Interpretable Machine Learning Framework to Predict the Glass Transition Temperature of Polymers

Polymers (Basel). 2024 Apr 10;16(8):1049. doi: 10.3390/polym16081049.

Abstract

The glass transition temperature of polymers is a key parameter in meeting the application requirements for energy absorption. Previous studies have provided some data from slow, expensive trial-and-error procedures. By recognizing these data, machine learning algorithms are able to extract valuable knowledge and disclose essential insights. In this study, a dataset of 7174 samples was utilized. The polymers were numerically represented using two methods: Morgan fingerprint and molecular descriptor. During preprocessing, the dataset was scaled using a standard scaler technique. We removed the features with small variance from the dataset and used the Pearson correlation technique to exclude the features that were highly connected. Then, the most significant features were selected using the recursive feature elimination method.
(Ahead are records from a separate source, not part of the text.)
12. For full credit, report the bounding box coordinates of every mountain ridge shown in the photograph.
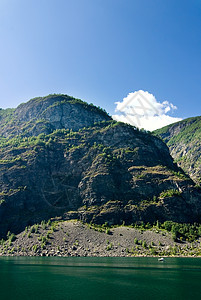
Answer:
[0,95,201,236]
[154,116,201,184]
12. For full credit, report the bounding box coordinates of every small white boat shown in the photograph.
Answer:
[158,257,164,261]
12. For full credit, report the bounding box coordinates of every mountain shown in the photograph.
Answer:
[155,117,201,184]
[0,95,201,236]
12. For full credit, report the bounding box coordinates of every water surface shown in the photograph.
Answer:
[0,257,201,300]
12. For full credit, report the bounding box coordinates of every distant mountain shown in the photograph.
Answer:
[0,95,201,236]
[155,117,201,184]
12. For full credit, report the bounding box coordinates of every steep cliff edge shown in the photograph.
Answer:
[155,117,201,184]
[0,95,201,236]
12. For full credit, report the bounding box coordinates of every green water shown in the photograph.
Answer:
[0,257,201,300]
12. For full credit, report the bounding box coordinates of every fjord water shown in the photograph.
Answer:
[0,257,201,300]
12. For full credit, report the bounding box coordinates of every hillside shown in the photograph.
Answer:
[0,95,201,240]
[155,117,201,184]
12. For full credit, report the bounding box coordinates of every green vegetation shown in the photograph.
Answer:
[154,117,201,184]
[159,189,181,199]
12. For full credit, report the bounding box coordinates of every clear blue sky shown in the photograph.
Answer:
[0,0,201,118]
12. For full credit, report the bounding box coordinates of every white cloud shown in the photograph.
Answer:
[112,90,182,131]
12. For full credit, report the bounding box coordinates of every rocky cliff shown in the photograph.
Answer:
[155,117,201,184]
[0,95,201,236]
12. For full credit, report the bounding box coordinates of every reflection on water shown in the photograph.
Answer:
[0,257,201,300]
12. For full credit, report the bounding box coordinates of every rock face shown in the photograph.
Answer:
[155,117,201,184]
[0,95,111,137]
[0,95,201,236]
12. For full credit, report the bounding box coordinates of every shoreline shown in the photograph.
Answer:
[0,220,201,258]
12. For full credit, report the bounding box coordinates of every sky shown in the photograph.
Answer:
[0,0,201,130]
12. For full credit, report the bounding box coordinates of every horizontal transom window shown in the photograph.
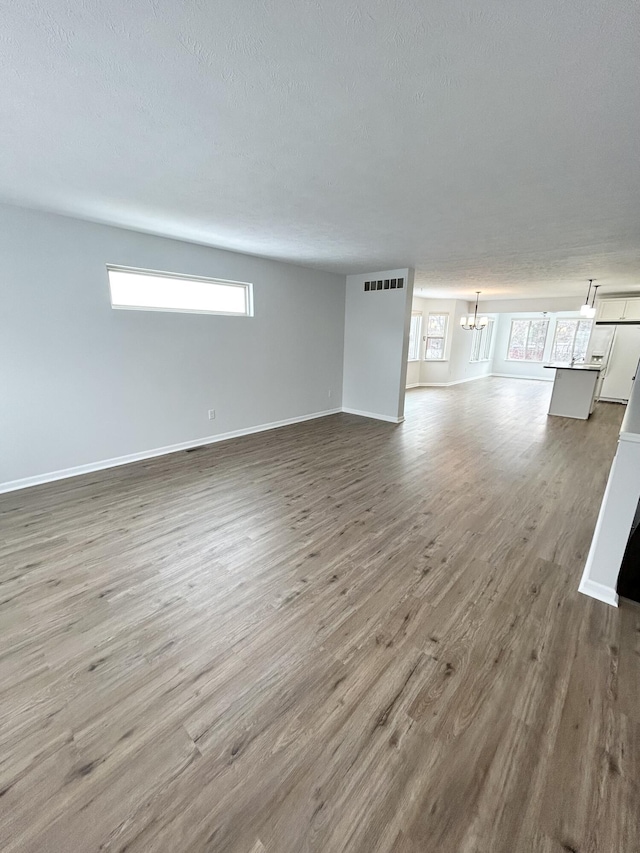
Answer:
[107,266,253,317]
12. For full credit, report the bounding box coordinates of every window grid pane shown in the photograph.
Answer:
[424,314,449,361]
[507,320,549,361]
[424,338,444,359]
[409,314,422,361]
[107,266,252,317]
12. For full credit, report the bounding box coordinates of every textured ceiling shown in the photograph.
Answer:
[0,0,640,298]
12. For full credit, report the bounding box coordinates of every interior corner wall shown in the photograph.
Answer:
[342,269,414,421]
[0,205,348,490]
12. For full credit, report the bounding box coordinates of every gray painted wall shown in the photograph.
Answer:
[343,269,413,420]
[0,206,345,484]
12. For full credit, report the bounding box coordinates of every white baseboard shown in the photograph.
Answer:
[489,373,554,382]
[406,373,493,388]
[0,408,344,494]
[578,577,618,607]
[342,407,404,424]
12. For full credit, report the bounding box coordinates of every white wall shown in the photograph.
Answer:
[478,292,586,316]
[407,297,497,387]
[342,269,414,421]
[492,311,580,382]
[0,206,345,484]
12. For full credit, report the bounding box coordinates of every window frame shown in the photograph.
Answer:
[469,317,495,364]
[549,317,594,364]
[505,317,549,364]
[422,311,449,361]
[407,311,422,361]
[106,264,254,317]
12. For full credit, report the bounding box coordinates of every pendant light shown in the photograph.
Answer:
[460,290,489,332]
[583,279,600,320]
[580,278,597,317]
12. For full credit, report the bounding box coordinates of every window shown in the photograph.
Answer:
[424,314,449,361]
[409,311,422,361]
[107,266,253,317]
[551,320,593,362]
[469,320,494,361]
[507,320,549,361]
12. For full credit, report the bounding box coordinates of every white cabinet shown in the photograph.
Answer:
[596,299,640,322]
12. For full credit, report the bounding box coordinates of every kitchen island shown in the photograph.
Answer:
[545,364,604,421]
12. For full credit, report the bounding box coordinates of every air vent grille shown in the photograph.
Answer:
[364,278,404,293]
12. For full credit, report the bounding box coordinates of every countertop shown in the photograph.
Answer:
[620,373,640,441]
[545,362,604,372]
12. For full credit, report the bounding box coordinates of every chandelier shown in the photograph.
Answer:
[460,290,489,332]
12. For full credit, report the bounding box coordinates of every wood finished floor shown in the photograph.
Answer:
[0,379,640,853]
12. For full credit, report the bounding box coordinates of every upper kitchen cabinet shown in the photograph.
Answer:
[596,299,640,323]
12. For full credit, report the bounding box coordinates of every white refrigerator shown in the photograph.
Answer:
[594,325,640,403]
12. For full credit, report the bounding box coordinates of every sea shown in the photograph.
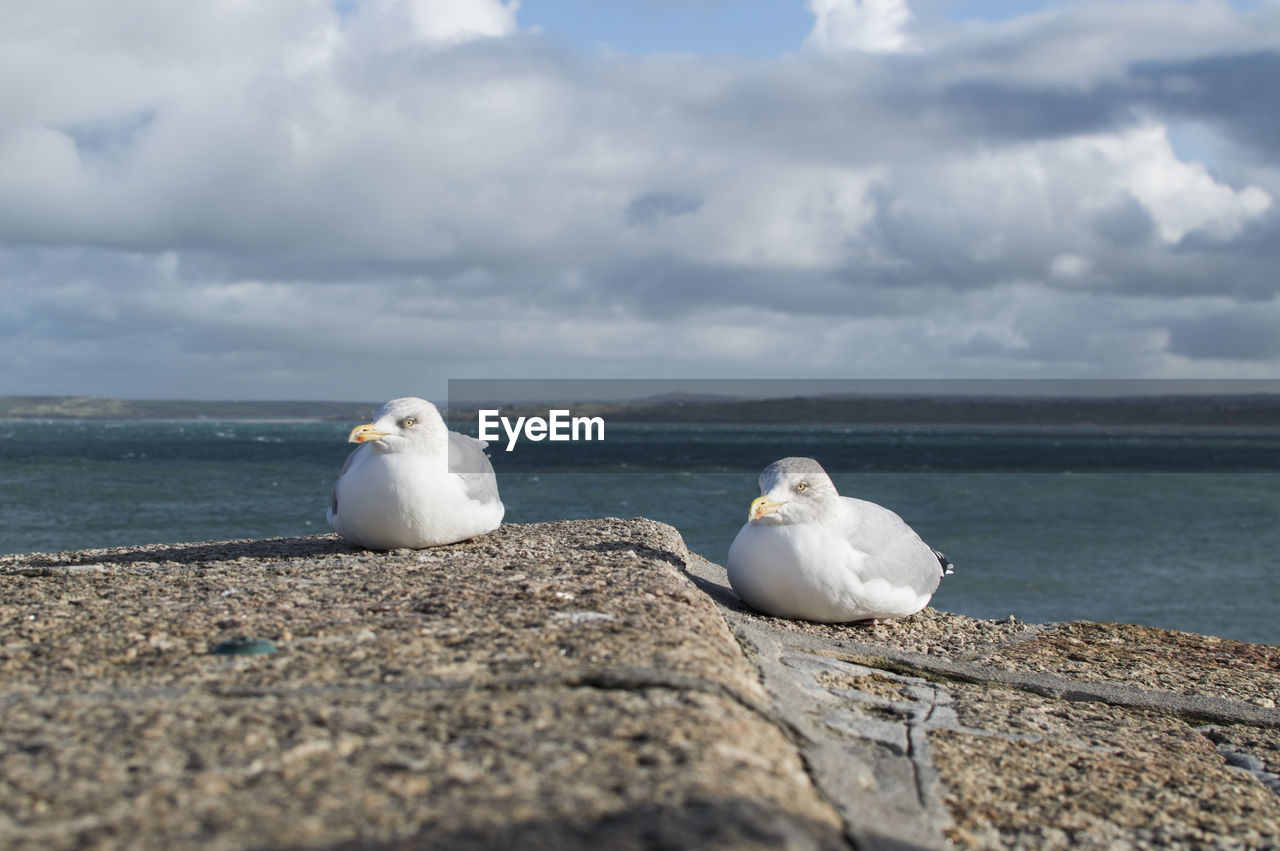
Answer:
[0,420,1280,644]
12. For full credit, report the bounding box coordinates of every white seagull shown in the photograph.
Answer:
[727,458,951,623]
[328,397,506,549]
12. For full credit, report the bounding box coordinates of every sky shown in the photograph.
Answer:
[0,0,1280,401]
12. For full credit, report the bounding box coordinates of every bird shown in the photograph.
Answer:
[726,458,954,623]
[326,397,506,550]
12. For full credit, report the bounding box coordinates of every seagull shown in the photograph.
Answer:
[726,458,952,623]
[326,397,506,550]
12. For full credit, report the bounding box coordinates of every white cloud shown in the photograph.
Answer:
[351,0,520,45]
[0,0,1280,398]
[1068,124,1272,243]
[805,0,911,52]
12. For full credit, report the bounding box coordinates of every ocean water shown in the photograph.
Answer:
[0,421,1280,644]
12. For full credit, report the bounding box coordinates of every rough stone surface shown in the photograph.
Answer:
[690,547,1280,848]
[0,520,1280,848]
[0,521,844,848]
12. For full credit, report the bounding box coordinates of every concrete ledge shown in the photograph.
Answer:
[0,520,1280,848]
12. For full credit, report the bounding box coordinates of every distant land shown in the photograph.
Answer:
[0,394,1280,431]
[0,395,378,422]
[451,394,1280,429]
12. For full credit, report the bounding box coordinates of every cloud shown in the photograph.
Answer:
[805,0,911,52]
[0,0,1280,398]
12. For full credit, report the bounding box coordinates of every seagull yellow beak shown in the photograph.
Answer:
[746,497,787,520]
[347,422,387,443]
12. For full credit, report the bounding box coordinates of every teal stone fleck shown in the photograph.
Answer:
[214,636,275,656]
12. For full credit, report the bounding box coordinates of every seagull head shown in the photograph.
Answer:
[748,458,840,526]
[347,397,448,452]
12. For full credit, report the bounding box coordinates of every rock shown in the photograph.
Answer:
[0,520,1280,848]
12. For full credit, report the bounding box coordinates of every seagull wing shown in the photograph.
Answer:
[841,497,942,594]
[449,431,499,503]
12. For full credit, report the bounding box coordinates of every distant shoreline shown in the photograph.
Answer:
[0,394,1280,429]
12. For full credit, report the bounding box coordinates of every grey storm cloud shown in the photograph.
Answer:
[0,0,1280,398]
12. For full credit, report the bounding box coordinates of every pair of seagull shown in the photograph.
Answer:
[328,398,951,623]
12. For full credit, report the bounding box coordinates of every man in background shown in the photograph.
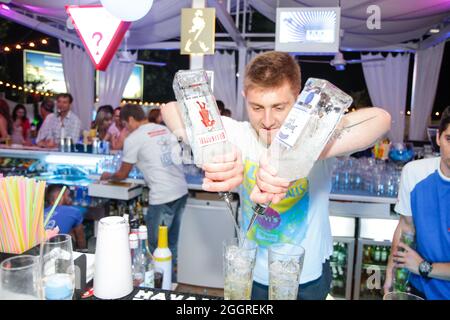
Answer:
[44,184,87,249]
[36,93,81,148]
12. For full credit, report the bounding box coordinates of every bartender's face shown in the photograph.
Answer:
[245,82,296,144]
[56,97,70,113]
[123,117,140,132]
[114,109,122,127]
[436,125,450,172]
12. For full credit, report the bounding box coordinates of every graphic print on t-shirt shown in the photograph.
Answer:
[242,159,309,247]
[158,136,173,168]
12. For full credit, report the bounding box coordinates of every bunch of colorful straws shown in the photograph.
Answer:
[0,177,45,254]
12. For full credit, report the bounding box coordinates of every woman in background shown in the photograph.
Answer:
[106,107,129,150]
[93,105,113,140]
[11,104,31,145]
[0,99,12,143]
[148,109,164,125]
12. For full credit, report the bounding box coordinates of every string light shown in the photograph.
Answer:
[0,38,48,52]
[121,100,165,107]
[0,81,54,97]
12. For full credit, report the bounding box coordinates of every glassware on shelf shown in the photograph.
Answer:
[0,255,43,300]
[389,143,414,168]
[40,234,75,300]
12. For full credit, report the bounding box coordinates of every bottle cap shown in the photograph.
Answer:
[128,233,139,249]
[139,226,147,240]
[158,223,169,249]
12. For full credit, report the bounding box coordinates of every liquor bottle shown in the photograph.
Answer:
[381,247,388,264]
[173,69,241,237]
[330,242,339,262]
[338,243,347,265]
[138,226,155,288]
[129,233,144,287]
[268,78,353,181]
[173,70,232,166]
[250,78,353,227]
[153,222,172,290]
[373,246,381,263]
[364,245,372,264]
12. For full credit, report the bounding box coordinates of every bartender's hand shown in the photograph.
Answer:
[202,147,244,192]
[383,256,394,294]
[250,156,290,204]
[100,172,113,180]
[393,242,424,275]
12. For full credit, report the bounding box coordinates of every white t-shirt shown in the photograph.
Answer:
[123,123,188,205]
[394,157,442,216]
[222,117,334,285]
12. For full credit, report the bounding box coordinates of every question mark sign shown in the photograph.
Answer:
[92,32,103,55]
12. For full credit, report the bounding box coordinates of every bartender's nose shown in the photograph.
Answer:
[263,108,275,128]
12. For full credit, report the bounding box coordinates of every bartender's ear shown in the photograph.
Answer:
[436,130,441,147]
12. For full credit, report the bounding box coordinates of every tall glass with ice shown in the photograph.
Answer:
[223,238,257,300]
[269,243,305,300]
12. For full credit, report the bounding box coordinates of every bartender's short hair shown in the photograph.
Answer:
[244,51,301,96]
[41,98,55,112]
[45,183,64,206]
[438,106,450,135]
[56,93,73,103]
[120,104,145,121]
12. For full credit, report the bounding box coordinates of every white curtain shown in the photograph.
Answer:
[97,51,137,108]
[59,40,94,130]
[204,51,240,120]
[409,41,445,140]
[361,54,410,142]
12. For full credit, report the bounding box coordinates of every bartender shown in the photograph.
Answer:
[101,104,188,279]
[162,51,391,300]
[36,93,81,148]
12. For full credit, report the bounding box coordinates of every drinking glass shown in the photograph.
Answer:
[223,238,257,300]
[269,243,305,300]
[0,255,43,300]
[40,234,75,300]
[393,231,415,292]
[383,292,424,300]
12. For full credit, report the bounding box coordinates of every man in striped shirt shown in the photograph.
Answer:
[36,93,81,148]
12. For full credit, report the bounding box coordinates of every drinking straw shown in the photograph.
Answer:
[44,186,66,228]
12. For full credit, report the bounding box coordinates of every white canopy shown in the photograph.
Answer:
[0,0,450,51]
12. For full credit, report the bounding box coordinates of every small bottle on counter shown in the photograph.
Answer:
[138,226,155,288]
[153,222,172,290]
[129,233,144,287]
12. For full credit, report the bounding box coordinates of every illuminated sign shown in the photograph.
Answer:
[180,8,216,54]
[66,5,131,71]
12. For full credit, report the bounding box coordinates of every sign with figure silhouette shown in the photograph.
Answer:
[66,5,131,71]
[180,8,216,54]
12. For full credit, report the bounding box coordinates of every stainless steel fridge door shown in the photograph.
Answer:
[353,238,391,300]
[330,237,355,300]
[177,198,237,288]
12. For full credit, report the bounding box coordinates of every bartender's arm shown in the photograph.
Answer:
[100,161,133,181]
[383,215,415,293]
[161,102,244,192]
[250,107,391,203]
[161,101,189,144]
[320,107,391,159]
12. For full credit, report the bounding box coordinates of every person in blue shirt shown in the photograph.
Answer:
[384,106,450,300]
[44,184,86,249]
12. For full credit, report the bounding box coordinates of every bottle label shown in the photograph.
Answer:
[276,95,311,149]
[143,270,155,288]
[185,97,227,147]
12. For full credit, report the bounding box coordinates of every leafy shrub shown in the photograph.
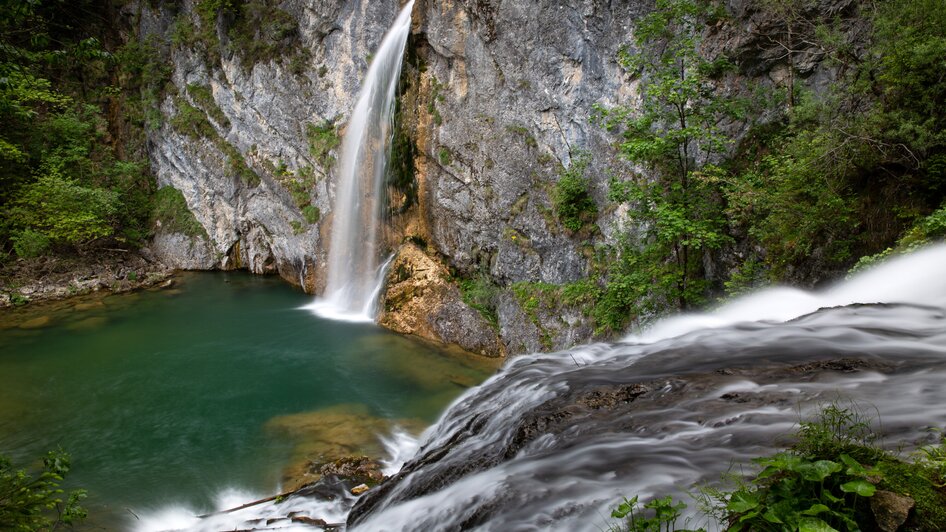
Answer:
[552,153,598,232]
[12,229,49,259]
[611,496,686,532]
[0,450,87,532]
[612,403,946,532]
[151,186,207,237]
[460,274,499,328]
[14,174,119,245]
[302,205,322,225]
[305,120,341,169]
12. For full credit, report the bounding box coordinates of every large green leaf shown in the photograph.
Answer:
[841,480,877,497]
[726,490,759,514]
[798,517,838,532]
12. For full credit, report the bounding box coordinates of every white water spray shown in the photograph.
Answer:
[309,0,414,321]
[625,245,946,342]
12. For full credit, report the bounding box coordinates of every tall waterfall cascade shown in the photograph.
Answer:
[309,0,414,321]
[139,244,946,532]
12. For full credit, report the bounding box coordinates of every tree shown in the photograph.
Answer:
[597,0,737,310]
[0,450,86,532]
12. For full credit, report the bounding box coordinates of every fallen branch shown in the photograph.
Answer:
[197,490,299,519]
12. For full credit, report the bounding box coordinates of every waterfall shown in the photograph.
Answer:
[310,0,414,321]
[155,245,946,532]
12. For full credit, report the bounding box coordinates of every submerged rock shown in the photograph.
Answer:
[870,490,916,532]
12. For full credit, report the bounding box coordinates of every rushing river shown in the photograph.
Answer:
[0,273,495,529]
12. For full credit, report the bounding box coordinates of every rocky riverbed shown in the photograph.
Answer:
[0,249,174,308]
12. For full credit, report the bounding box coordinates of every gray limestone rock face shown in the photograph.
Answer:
[139,0,398,292]
[139,0,856,353]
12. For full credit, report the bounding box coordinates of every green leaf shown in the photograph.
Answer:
[726,490,759,514]
[801,504,831,515]
[798,517,838,532]
[797,460,842,482]
[841,480,877,497]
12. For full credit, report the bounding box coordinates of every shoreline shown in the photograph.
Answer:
[0,250,177,309]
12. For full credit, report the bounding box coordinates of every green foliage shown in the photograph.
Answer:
[10,172,119,245]
[11,229,50,259]
[596,0,739,316]
[457,274,499,330]
[848,205,946,274]
[187,83,230,129]
[723,257,768,297]
[305,120,341,170]
[611,403,946,532]
[387,112,418,215]
[171,98,217,140]
[552,153,598,232]
[151,186,207,238]
[721,403,946,530]
[427,77,446,126]
[726,452,880,531]
[725,0,946,278]
[228,0,299,67]
[611,495,705,532]
[171,98,260,187]
[437,146,453,166]
[0,450,86,532]
[302,205,322,225]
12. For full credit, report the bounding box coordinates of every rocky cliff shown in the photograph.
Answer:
[139,0,840,355]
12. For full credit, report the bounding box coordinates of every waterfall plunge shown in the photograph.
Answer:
[310,0,414,321]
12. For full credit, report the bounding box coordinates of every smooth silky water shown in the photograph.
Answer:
[0,273,495,529]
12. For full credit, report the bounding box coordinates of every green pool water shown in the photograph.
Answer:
[0,273,495,523]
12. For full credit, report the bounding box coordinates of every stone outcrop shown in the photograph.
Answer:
[138,0,853,354]
[378,242,505,356]
[136,0,398,292]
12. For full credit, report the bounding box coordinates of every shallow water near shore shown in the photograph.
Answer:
[0,273,497,526]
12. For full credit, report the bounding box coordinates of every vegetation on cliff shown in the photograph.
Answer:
[0,450,86,532]
[0,0,161,258]
[568,0,946,332]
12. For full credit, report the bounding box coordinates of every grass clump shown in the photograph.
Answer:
[305,120,341,170]
[552,153,598,232]
[612,403,946,531]
[0,450,87,531]
[458,274,499,330]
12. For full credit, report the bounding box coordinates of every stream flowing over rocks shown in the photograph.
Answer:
[140,245,946,531]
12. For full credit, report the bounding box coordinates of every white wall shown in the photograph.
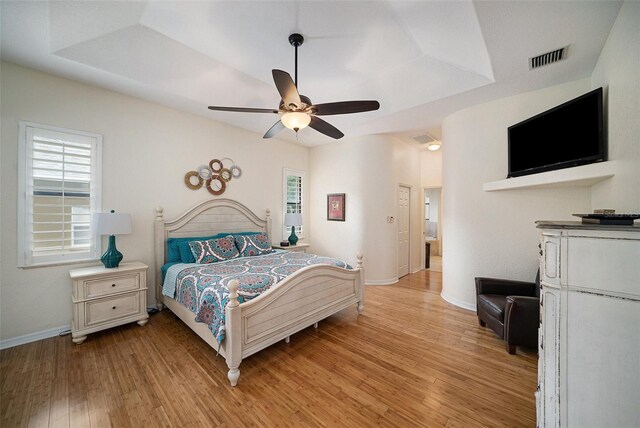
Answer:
[420,148,442,187]
[310,135,424,284]
[442,2,640,308]
[442,79,591,308]
[591,1,640,213]
[0,63,309,340]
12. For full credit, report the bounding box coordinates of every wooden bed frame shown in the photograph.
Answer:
[155,199,364,386]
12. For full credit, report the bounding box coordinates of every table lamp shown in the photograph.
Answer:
[93,210,131,268]
[284,213,302,245]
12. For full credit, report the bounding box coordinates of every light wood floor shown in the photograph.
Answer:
[0,271,537,427]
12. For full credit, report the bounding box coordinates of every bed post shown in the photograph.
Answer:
[224,279,242,386]
[356,251,364,315]
[153,206,165,311]
[267,208,273,242]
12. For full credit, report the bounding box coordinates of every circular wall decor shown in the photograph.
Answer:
[184,171,203,190]
[205,175,227,196]
[198,165,213,180]
[209,159,223,173]
[229,164,242,178]
[184,158,242,196]
[218,168,233,183]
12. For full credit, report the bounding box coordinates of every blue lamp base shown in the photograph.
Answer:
[100,235,124,269]
[289,226,298,245]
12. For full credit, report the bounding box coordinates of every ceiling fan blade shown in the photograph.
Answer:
[311,100,380,116]
[262,120,284,138]
[309,116,344,140]
[271,69,302,108]
[209,106,278,114]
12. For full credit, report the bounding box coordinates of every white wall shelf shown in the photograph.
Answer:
[482,161,616,192]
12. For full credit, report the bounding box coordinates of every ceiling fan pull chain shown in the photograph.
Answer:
[294,43,298,88]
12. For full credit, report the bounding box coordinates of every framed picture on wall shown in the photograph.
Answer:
[327,193,345,221]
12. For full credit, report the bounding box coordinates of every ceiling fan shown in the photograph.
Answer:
[209,33,380,139]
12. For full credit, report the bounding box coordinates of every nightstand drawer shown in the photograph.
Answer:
[83,273,140,299]
[85,292,140,327]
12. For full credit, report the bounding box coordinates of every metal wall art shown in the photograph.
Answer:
[184,158,242,196]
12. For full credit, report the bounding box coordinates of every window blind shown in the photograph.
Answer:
[18,122,100,265]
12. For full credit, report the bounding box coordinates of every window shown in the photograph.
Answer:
[18,121,102,267]
[282,168,305,239]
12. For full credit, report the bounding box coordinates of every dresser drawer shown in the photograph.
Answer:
[85,292,140,327]
[81,273,140,299]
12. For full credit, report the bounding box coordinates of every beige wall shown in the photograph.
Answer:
[442,79,591,308]
[591,1,640,213]
[420,149,442,187]
[311,135,424,284]
[442,2,640,308]
[0,63,309,340]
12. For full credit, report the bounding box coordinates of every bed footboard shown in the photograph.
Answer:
[224,253,364,386]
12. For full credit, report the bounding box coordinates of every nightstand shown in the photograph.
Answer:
[69,262,149,344]
[271,244,309,253]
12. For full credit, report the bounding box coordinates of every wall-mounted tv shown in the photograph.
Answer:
[507,88,607,178]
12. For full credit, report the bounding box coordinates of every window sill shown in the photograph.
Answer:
[18,258,100,269]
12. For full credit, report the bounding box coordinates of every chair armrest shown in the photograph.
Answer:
[504,296,540,347]
[476,277,536,297]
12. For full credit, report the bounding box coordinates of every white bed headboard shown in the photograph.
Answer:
[154,199,271,302]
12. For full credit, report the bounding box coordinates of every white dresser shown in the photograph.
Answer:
[69,262,149,344]
[536,221,640,428]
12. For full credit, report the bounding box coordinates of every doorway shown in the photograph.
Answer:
[424,187,442,272]
[398,184,411,278]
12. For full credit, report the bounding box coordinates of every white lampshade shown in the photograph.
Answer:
[280,111,311,131]
[92,212,131,235]
[284,213,302,226]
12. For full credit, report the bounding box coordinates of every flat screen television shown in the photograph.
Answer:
[507,88,607,178]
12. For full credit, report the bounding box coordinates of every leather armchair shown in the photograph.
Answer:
[476,272,540,354]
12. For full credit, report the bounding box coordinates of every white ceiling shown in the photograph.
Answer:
[0,0,621,146]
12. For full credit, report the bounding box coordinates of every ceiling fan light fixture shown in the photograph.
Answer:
[280,111,311,132]
[427,141,441,152]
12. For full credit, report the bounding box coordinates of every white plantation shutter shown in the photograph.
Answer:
[18,122,102,266]
[282,168,305,240]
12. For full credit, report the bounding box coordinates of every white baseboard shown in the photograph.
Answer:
[364,278,398,285]
[440,291,476,312]
[0,325,70,349]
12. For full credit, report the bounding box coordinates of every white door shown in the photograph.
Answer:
[398,186,411,278]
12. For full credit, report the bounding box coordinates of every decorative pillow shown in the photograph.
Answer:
[235,233,273,257]
[189,235,240,263]
[167,233,229,263]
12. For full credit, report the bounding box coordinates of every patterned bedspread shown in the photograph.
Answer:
[162,251,352,345]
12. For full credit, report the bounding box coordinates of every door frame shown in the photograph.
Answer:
[420,186,444,269]
[396,183,412,279]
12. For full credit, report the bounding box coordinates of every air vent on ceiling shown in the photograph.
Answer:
[411,134,436,144]
[529,46,569,70]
Nine machine learning techniques were employed to predict the glass transition temperature and tune their hyperparameters. The models were compared using the performance metrics of mean absolute error (MAE), root mean square error (RMSE), and coefficient of determination (R2). We observed that the extra tree regressor provided the best results. Significant features were also identified using statistical machine learning methods. The SHAP method was also employed to demonstrate the influence of each feature on the model's output. This framework can be adaptable to other properties at a low computational expense.

Keywords: feature selection; glass transition temperature; hyper-parameter optimization; machine learning; polymer.

Grants and funding

This research received no external funding.